I recently bought a smart watch, and shortly afterward my cellphone asked me if I was willing to participate in a study of cardiovascular variables. This kind of “big data” collection has the promise of including enough subjects with specific combinations of factors to allow us to separate patients who will benefit from certain treatments from those who will not. A study such as this would have been impossible only a few years ago, both in terms of data collection and computational power for analysis. But the future is today, and it holds the promise of real evidence-based treatment decisions in the near future.
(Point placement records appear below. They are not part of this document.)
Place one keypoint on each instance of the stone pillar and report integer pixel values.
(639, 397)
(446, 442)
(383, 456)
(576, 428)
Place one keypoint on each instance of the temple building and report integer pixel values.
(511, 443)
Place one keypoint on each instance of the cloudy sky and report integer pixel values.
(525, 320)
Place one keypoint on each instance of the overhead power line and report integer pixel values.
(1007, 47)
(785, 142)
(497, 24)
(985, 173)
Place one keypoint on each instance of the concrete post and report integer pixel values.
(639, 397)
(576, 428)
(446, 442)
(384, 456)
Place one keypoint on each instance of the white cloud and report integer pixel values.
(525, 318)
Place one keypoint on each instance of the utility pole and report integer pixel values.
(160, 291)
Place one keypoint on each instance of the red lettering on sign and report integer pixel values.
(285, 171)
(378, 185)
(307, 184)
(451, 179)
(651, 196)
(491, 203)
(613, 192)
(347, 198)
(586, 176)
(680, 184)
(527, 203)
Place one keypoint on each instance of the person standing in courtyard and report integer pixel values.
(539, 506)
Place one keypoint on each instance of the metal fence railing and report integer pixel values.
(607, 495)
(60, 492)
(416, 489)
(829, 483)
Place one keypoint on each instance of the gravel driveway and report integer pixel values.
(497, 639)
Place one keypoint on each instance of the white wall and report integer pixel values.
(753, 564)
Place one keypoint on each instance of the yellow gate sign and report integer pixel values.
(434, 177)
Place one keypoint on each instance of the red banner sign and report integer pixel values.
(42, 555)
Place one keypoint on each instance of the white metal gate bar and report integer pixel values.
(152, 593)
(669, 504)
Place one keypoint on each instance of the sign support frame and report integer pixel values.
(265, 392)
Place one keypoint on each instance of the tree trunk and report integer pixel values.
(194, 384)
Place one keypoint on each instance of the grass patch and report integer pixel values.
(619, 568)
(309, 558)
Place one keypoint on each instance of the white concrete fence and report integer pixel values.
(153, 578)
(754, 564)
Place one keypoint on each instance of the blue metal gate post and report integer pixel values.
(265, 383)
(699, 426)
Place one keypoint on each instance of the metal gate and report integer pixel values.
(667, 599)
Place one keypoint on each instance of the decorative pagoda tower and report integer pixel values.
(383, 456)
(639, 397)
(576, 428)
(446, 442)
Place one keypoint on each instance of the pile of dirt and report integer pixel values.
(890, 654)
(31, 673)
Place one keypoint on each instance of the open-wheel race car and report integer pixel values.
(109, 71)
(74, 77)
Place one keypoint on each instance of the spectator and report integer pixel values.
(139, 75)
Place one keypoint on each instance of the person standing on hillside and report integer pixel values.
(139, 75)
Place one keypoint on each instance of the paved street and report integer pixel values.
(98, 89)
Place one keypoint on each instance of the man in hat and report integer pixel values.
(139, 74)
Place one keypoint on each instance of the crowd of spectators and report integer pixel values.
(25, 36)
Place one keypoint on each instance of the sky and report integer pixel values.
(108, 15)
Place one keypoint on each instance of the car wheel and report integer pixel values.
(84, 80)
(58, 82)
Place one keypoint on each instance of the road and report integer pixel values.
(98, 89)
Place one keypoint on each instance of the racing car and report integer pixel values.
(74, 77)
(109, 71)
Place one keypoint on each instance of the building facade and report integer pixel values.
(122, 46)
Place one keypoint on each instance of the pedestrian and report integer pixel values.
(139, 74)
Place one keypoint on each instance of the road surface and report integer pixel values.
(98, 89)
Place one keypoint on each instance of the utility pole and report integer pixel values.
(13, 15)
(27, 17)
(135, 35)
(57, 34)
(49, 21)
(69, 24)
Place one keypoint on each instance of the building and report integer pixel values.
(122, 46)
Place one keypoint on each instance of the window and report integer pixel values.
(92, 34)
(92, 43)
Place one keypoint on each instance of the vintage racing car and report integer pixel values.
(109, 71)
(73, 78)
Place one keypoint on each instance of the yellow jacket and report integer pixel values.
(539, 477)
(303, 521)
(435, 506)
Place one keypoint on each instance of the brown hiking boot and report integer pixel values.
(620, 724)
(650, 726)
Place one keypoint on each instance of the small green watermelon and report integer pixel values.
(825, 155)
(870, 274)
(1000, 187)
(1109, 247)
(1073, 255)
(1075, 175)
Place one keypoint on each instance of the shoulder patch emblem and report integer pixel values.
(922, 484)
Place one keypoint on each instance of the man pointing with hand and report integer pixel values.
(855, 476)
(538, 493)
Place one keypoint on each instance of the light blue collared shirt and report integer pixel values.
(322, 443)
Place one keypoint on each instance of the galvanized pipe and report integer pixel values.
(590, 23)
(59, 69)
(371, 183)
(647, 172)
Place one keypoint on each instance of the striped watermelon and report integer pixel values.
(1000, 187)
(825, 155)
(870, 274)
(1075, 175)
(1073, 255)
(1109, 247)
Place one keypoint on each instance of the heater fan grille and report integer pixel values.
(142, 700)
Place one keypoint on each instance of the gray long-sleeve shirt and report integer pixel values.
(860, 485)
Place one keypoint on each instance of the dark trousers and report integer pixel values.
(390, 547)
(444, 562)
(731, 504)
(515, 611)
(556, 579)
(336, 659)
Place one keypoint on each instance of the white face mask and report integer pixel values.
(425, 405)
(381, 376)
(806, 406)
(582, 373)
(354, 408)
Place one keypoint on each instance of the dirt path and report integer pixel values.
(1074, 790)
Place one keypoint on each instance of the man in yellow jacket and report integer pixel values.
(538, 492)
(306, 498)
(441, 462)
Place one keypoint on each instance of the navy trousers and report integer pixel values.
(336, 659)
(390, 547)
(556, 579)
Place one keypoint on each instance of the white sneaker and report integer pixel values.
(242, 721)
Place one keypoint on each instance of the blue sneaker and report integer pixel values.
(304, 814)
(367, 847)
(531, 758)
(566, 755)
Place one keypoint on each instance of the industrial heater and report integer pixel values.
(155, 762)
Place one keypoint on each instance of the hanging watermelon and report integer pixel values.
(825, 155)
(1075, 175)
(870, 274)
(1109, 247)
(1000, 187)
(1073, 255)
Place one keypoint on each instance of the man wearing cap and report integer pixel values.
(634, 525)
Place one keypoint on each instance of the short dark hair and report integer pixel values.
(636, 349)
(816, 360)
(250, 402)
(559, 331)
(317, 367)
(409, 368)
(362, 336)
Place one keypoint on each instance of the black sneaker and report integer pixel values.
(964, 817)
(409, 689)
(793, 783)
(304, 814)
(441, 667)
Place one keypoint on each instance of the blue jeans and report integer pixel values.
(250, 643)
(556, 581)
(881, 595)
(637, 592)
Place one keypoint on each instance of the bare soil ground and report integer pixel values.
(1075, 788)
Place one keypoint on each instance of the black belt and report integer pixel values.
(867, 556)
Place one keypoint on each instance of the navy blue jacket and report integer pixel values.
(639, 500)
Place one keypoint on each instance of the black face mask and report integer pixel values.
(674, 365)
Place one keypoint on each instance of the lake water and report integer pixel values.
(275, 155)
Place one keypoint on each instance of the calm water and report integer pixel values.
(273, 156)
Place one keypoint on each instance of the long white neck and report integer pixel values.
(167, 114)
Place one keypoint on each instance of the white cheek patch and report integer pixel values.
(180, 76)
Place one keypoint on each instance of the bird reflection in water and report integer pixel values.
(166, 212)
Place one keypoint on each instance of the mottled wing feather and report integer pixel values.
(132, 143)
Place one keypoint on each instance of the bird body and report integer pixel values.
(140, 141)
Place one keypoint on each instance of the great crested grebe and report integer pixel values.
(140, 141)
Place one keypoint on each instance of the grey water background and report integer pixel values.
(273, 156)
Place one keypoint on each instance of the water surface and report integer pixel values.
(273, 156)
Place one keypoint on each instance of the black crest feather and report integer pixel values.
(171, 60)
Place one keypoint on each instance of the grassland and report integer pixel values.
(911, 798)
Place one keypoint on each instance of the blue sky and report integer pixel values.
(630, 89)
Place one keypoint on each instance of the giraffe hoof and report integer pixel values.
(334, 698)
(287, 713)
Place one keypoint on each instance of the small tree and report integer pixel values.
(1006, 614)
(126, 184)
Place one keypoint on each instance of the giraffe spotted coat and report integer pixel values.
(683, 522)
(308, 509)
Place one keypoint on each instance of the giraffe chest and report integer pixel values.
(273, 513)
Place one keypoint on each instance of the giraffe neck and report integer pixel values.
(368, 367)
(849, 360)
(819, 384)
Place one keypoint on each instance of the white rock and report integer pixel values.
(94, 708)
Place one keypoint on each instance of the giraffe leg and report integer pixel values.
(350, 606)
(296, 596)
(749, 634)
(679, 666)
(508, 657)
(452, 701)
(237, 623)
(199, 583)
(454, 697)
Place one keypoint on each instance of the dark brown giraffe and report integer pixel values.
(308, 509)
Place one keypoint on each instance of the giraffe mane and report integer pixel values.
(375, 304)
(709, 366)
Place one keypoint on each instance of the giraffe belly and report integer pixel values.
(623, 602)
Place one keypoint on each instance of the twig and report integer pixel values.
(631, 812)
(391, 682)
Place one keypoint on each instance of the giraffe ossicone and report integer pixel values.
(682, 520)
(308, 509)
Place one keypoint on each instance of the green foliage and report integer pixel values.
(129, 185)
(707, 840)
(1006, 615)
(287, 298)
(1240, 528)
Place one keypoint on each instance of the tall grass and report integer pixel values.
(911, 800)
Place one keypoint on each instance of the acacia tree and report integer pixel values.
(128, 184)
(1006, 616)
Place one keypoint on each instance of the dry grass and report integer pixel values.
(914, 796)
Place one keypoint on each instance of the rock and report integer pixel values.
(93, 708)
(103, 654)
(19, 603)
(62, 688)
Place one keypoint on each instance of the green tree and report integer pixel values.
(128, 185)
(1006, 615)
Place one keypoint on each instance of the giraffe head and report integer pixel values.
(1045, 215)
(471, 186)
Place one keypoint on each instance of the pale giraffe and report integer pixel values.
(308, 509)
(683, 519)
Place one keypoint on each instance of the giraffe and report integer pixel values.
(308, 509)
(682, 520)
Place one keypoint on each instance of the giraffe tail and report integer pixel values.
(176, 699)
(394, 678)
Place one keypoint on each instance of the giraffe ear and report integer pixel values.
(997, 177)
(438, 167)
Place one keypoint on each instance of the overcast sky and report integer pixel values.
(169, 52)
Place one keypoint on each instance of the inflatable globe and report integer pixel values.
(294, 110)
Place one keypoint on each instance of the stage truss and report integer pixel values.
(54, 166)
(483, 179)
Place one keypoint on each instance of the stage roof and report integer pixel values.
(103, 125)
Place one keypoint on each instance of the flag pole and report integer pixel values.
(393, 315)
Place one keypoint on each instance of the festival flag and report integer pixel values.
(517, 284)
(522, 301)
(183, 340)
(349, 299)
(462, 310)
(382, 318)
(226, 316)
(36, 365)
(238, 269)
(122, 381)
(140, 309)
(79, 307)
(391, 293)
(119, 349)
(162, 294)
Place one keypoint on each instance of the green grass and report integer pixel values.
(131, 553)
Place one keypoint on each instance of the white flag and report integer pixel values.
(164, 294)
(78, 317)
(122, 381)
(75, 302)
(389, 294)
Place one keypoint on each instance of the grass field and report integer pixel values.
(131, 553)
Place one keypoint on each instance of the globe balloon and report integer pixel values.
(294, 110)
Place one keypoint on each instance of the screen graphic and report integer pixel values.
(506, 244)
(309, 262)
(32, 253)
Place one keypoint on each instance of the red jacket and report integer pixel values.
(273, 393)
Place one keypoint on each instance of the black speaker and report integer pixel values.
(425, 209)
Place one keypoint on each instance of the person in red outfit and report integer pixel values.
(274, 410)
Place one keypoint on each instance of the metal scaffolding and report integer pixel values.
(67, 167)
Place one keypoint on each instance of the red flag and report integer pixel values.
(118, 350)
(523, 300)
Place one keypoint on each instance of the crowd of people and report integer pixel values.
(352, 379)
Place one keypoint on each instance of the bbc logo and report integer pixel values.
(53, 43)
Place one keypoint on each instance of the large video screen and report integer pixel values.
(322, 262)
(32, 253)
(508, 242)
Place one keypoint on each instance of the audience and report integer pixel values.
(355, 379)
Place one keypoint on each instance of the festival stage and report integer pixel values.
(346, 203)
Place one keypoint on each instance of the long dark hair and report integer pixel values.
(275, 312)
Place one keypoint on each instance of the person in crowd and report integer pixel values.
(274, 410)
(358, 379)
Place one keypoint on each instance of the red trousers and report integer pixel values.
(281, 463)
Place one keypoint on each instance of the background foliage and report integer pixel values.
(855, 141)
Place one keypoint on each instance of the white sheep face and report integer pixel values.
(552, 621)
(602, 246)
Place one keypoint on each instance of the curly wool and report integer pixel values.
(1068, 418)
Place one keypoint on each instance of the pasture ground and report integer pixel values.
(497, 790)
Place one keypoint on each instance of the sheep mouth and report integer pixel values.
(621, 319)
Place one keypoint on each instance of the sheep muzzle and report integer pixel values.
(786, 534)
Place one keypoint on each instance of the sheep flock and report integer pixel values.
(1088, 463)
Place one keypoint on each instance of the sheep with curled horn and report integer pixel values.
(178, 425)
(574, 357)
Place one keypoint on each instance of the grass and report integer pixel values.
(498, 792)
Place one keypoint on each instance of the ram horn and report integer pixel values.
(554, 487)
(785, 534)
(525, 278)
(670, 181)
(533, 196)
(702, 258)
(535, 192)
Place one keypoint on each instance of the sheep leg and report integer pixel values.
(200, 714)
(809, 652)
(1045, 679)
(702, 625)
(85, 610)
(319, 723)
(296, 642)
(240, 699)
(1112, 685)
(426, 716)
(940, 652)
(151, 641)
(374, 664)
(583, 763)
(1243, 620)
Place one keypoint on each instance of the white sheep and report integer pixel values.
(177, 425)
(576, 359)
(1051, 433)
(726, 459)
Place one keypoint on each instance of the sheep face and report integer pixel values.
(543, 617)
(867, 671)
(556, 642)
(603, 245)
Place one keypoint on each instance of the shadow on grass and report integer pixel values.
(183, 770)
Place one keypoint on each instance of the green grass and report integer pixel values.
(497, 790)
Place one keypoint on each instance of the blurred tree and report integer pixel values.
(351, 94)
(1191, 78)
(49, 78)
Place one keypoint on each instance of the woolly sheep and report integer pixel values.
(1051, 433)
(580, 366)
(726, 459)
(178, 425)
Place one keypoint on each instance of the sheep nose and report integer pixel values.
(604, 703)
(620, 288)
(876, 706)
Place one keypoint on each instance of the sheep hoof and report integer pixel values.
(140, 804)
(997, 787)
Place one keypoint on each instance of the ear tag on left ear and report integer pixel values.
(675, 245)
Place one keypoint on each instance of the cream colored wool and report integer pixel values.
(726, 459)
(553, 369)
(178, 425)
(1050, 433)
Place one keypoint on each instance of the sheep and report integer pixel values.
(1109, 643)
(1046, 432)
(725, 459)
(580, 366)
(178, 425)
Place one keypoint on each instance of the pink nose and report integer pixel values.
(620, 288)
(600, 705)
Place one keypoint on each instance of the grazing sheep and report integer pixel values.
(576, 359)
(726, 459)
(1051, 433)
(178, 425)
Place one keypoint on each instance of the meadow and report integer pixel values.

Big data for cardiovascular analysis? I told my phone to count me in. Hopefully, you will do the same.

References

  1. Cowie MR, Woehrle H, Wegscheider K, et al. Adaptive servo-ventilation for central sleep apnea in systolic heart failure. N Engl J Med. 2015;373(12):1095-1105.
  2. Aurora RN, Bista SR, Casey KR, Chowdhuri S, Kristo DA, Mallea JM, Ramar K, Rowley JA, Zak RS, Heald JL. Updated adaptive servo-ventilation recommendations for the 2012 AASM guideline: “The Treatment of Central Sleep Apnea Syndromes in Adults: Practice Parameters with an Evidence-Based Literature Review and Meta-Analyses”. J Clin Sleep Med2016;12(5):757–761.
  3. Javaheri S, Brown LK, Randerath W, Khayat R. SERVE-HF: More questions than answers. Chest 2016:149(4) 900 – 904.
  4. Naughton, M. (2012). Cheyne–Stokes respiration: Friend or foe? Thorax, 67(4), 357-35760.